Amazon’s Kindle Fire tablet costs $209.63 to build,
according to an analysis by IHS iSuppli Teardown Analysis Service. That figure
includes $191.65 in materials in addition to manufacturing expenses.
Amazon plans on retailing the 7-inch tablet for $199.
“The real benefit of the Kindle Fire to Amazon will not be
in selling hardware or digital content,” read a Sept. 30 research note
accompanying the analysis. “Rather, the Kindle Fire, and the content demand it
stimulates, will serve to promote sales of the kinds of physical goods that
comprise the majority of Amazon’s business.”
That strategy could pay off for Amazon in the long run. “So
far, no retailer has managed to create an umbilical link between digital
content and a more conventional retail environment,” the note added. “With
Kindle, Amazon has created the most convincing attempt at this yet.”
In terms of hardware, the IHS iSuppli Teardown Analysis Team—which
plans on conducting a more exhaustive teardown once the tablet actually reaches
the marketplace—believes that the Kindle Fire “likely leverages design elements
and component selections from the PlayBook tablet by Research In Motion.” Taiwan-based
Quanta Computer manufactures both those devices.
The Kindle Fire’s user interface is designed for easy access
to Amazon’s multimedia content, including books and movies. The device is
equipped with a Gorilla Glass-toughened screen, a 1GHz dual-core processor, 8GB
of internal storage and roughly eight hours of battery life. Amazon Silk, a
mobile Web browser developed in-house, leverages Amazon’s EC2 cloud (in
addition to the tablet’s hardware) to speed Website rendering.

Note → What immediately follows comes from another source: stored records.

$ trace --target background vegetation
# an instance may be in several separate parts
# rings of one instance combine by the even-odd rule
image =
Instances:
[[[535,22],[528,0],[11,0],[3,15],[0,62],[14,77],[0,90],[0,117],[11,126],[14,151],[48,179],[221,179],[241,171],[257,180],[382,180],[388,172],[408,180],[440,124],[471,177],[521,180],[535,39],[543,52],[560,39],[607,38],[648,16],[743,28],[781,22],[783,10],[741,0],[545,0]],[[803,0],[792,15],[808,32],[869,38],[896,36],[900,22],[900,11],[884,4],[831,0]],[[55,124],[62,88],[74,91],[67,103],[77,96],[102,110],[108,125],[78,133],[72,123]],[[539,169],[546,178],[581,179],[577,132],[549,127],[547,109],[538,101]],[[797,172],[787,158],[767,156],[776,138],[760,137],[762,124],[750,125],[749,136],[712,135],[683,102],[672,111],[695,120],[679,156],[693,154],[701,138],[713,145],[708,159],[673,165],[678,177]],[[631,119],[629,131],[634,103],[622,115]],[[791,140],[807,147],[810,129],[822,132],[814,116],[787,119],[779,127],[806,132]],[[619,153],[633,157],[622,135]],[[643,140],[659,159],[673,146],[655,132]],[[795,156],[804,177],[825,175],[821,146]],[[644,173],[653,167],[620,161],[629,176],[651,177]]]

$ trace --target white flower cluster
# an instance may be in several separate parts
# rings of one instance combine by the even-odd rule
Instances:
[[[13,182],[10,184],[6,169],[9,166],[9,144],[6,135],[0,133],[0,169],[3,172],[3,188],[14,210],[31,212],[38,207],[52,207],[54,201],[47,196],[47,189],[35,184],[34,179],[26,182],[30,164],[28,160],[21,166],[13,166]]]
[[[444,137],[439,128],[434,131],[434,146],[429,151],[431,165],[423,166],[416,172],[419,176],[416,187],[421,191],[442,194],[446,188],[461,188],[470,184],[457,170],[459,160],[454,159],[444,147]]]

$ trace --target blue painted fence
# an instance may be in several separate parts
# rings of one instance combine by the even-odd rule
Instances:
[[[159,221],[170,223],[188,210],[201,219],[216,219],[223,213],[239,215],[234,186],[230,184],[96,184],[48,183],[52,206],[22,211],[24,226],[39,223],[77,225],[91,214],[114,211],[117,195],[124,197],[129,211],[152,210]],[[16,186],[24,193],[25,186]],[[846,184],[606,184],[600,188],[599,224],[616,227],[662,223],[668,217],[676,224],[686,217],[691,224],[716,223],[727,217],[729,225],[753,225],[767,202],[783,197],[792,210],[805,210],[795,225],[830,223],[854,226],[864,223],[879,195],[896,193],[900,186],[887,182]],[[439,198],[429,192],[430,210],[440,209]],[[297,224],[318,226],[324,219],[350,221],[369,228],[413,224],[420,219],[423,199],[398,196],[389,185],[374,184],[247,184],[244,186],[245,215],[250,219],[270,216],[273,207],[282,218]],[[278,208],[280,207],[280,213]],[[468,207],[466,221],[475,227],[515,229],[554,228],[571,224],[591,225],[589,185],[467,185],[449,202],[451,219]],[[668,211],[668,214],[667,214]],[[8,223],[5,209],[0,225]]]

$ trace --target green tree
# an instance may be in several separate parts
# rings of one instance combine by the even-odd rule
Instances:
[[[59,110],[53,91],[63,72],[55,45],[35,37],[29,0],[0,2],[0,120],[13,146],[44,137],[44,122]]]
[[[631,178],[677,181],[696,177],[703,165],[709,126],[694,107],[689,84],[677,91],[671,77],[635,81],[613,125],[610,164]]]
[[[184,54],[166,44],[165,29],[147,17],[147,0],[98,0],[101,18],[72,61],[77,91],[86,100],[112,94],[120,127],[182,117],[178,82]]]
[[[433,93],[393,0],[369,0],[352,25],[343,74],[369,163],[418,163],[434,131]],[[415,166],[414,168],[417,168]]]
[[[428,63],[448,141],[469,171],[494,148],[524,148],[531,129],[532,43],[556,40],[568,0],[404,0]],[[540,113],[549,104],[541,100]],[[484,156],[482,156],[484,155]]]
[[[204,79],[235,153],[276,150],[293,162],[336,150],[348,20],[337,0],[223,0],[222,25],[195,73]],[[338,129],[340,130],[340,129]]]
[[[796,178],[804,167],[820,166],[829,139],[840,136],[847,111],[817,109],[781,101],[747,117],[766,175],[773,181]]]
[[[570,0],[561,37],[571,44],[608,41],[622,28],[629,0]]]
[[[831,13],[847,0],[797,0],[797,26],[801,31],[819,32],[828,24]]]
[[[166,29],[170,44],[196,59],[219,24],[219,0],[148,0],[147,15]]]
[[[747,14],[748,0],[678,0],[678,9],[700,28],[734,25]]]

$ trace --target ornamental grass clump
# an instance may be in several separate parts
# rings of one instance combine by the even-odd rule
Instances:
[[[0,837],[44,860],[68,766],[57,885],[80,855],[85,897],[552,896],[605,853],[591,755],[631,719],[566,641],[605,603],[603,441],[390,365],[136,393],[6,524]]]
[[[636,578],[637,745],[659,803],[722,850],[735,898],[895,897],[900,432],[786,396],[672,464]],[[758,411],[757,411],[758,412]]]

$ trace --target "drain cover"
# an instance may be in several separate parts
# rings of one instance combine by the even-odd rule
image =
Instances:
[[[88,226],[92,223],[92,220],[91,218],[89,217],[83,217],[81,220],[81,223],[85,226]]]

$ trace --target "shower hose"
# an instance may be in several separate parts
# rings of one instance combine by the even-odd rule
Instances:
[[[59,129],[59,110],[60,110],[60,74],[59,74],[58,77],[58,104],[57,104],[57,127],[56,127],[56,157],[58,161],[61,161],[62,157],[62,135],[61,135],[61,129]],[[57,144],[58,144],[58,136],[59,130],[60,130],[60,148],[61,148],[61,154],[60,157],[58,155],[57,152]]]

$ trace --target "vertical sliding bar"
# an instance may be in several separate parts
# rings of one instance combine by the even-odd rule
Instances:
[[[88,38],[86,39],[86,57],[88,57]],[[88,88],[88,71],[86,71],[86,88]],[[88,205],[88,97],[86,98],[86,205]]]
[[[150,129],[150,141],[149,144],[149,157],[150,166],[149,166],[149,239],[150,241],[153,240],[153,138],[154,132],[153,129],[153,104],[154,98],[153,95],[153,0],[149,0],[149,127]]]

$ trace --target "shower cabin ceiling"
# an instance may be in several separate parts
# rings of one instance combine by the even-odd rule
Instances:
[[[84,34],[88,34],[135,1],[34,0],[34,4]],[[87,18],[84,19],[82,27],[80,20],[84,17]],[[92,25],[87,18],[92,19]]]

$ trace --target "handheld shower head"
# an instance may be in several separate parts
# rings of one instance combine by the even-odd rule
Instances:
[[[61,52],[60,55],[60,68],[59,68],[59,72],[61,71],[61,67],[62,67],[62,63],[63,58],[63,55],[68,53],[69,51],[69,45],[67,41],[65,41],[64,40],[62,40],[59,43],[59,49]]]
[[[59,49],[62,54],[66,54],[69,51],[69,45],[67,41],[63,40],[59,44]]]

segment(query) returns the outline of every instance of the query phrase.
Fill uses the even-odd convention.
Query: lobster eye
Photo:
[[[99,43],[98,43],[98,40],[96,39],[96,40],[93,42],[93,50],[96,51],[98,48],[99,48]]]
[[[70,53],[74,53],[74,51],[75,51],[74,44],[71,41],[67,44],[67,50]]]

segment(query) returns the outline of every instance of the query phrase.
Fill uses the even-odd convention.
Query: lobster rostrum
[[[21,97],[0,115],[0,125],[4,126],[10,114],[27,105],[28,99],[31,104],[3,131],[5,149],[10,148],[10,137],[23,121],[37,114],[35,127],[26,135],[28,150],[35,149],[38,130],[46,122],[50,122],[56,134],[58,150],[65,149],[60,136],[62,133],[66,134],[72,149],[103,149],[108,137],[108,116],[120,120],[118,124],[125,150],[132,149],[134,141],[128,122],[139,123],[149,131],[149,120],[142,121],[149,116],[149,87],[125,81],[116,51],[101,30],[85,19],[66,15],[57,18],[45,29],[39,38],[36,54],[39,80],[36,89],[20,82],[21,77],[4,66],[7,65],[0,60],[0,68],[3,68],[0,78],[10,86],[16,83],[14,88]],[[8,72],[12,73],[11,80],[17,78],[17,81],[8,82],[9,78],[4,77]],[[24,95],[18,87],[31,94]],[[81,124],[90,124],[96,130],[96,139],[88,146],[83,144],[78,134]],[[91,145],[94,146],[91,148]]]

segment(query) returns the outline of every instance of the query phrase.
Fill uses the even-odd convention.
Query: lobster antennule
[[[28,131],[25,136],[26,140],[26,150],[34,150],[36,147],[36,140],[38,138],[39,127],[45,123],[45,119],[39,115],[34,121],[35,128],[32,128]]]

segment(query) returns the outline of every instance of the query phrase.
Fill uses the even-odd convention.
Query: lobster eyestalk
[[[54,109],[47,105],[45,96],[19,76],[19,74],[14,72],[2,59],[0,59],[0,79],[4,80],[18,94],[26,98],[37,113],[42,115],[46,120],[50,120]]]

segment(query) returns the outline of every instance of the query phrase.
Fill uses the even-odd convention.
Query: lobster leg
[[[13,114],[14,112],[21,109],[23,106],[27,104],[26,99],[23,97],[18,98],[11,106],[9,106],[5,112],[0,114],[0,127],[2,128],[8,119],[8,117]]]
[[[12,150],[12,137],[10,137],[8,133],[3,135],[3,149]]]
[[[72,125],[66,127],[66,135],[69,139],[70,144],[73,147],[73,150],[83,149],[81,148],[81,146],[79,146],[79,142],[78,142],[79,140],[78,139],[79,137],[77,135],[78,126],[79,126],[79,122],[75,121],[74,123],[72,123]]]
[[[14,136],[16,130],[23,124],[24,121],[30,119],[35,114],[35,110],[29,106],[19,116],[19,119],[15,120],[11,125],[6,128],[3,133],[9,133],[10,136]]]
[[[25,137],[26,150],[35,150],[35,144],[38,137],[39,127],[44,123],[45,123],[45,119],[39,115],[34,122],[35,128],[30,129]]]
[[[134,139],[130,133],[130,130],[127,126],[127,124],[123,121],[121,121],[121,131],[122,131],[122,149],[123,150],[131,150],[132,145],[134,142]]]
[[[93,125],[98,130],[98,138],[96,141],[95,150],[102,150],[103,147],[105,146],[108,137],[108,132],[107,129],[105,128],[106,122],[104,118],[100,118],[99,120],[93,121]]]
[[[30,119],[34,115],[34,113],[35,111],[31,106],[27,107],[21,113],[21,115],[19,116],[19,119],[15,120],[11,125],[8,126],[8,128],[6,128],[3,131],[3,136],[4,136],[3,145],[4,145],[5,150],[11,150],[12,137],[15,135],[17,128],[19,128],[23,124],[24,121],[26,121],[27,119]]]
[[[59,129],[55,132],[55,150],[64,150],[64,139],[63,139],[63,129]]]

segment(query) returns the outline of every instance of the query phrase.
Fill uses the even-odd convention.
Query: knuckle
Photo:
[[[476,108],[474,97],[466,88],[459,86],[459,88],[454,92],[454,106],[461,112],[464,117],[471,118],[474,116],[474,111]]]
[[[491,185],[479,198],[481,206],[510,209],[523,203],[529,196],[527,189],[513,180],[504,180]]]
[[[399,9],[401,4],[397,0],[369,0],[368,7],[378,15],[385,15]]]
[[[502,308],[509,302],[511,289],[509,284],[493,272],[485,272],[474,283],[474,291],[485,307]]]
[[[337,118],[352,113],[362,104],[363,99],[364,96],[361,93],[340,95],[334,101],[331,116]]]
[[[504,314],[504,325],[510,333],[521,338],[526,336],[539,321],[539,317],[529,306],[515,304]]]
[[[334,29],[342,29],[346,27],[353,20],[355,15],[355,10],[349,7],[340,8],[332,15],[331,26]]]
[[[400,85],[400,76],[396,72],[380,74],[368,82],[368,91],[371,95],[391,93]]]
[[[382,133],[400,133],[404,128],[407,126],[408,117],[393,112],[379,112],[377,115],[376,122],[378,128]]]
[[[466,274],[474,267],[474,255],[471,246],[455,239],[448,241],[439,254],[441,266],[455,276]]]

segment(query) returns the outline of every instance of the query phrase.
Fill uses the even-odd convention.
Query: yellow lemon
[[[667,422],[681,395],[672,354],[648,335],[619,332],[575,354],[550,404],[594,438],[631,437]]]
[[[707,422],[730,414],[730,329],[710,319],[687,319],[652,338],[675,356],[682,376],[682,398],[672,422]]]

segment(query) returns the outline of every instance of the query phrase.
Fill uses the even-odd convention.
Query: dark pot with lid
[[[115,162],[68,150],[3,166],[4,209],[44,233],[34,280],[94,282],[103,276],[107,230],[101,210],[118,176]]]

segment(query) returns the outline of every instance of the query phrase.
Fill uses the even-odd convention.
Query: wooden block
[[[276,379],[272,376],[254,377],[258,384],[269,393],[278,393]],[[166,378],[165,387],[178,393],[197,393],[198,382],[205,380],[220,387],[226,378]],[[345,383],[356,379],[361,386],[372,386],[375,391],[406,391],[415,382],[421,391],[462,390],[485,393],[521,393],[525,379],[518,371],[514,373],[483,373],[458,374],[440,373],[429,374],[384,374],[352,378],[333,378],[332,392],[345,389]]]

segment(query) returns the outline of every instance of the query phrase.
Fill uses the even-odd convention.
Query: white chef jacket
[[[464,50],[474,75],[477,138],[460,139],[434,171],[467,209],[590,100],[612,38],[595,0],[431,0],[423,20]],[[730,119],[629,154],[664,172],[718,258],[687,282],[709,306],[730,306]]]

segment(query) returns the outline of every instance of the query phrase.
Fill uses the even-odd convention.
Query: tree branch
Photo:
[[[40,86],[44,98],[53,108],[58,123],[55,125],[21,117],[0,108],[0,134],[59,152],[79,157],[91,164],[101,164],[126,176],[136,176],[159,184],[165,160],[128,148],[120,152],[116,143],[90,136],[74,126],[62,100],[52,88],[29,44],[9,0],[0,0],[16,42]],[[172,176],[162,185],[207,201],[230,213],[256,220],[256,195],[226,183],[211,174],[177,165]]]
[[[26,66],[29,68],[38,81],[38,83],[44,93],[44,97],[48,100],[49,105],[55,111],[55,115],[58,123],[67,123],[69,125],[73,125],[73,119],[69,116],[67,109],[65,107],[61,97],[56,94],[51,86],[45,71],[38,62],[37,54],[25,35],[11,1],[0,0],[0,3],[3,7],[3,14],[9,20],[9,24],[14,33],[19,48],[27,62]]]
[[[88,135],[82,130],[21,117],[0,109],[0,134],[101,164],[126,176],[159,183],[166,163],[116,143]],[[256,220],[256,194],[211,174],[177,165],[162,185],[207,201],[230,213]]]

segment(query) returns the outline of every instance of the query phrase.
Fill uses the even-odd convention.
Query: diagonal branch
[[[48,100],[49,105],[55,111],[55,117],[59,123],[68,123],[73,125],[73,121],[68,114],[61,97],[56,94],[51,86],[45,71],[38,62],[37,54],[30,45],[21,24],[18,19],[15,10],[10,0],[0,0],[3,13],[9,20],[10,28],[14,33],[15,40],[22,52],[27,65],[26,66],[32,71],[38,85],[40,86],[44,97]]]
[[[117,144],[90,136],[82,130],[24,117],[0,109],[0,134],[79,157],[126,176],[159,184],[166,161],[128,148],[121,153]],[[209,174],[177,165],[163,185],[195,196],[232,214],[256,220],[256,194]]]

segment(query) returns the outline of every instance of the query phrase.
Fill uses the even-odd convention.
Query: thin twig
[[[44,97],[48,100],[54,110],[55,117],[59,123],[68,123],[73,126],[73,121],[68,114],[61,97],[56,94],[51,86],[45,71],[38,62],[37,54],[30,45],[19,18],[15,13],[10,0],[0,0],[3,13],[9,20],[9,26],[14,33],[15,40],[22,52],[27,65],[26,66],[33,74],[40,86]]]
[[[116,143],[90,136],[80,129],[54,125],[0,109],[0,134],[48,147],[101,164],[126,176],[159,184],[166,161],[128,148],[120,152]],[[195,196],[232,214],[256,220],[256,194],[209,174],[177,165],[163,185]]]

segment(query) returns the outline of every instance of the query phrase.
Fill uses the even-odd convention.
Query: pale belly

The big question now is whether the Kindle Fire’s presence
on the open market will negatively affect sales of other tablets, including
Apple’s iPad and the growing legions of Google Android devices. Some pundits
are arguing that more than enough room exists in the marketplace for the iPad
and the Kindle Fire to peacefully coexist side-by-side, particularly if people
treat the iPad as a laptop replacement and the Kindle Fire as a multimedia
peripheral along the lines of the iPod.
However, others are predicting a tooth-and-nail battle
between the various tablet manufacturers for supremacy. If that comes to pass,
Amazon will almost certainly prove a formidable competitor thanks to its
immense marketing budget.
Days after unveiling its Kindle Fire tablet, rumors also erupted about Amazon
potentially acquiring Palm.
Citing an anonymous and “well placed” source, VentureBeat
claims the online retailing giant “is in serious negotiations to snap up Palm
from HP.”
Former Palm CEO Jon Rubinstein, who joined HP once the
latter snatched up his company for $1.2 billion in 2010, currently sits on
Amazon’s board of directors. HP had used Palm’s webOS operating system,
previously used for the Palm Pre smartphone, as the software foundation for its
TouchPad tablet. However, HP decided to end TouchPad production in the wake of
anemic sales, putting Palm’s future in doubt.
However, Palm’s patents might prove useful to Amazon, given
the intellectual-property lawsuits zinging around the tech world these days.